Further, the bearing member 500 of the artificial knee joint
according to the present invention may include the post 570 which
serves as the posterior cruciate ligament of the PS type artificial
knee joint which is implanted with the posterior cruciate ligament
having been removed. FIG. 4 illustrates the bearing member of the
CR type artificial knee joint which is implanted in the state in
which the posterior cruciate ligament is retained, and FIG. 5
illustrates the bearing member of the PS type artificial knee joint
which is implanted in the state in which the posterior cruciate
ligament has been removed. As described above, the PS type bearing
member of FIG. 5 includes the post 570.
[0060] The grooves 510 are portions which are depressed in both
sides of the bearing member 500 according to the present invention.
Friction occurs between the grooves and the contact portion, when
the contact portion 130 of the femur joint member 100 makes contact
with the grooves, so that the femur joint member 100 rotates. Thus,
as the grooves are in contact with the contact portion, load is
concentrated on the grooves, so that it is necessary to maximize a
contact area so as to prevent the concentration of stress.

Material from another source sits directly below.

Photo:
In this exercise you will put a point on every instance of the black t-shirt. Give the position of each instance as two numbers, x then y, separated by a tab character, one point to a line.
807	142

Therefore, it is preferable that the grooves 510 have curvature
corresponding to that of the contact portion 130 of the femur joint
member 100. In the present invention, the grooves 510 provide
movement similar to the movement of the natural knee, in addition
to guaranteeing natural rolling. The conventional grooves are
formed in a linear shape, but the grooves of the present invention
are imparted with a curvature axis Y as shown in FIGS. 4 and 5,
when viewed from the plane. As such, the grooves have the curvature
axis Y, so that the artificial knee joint may slightly move
leftward or rightward similarly to the movement of the natural knee
when the knee is bent or stretched out during the rolling of the
femur joint member 100 which is in contact with the upper surface
of the bearing member. Actually, when the knee is moved to be bent,
the tibia region tends to be adducted inward relative to the body.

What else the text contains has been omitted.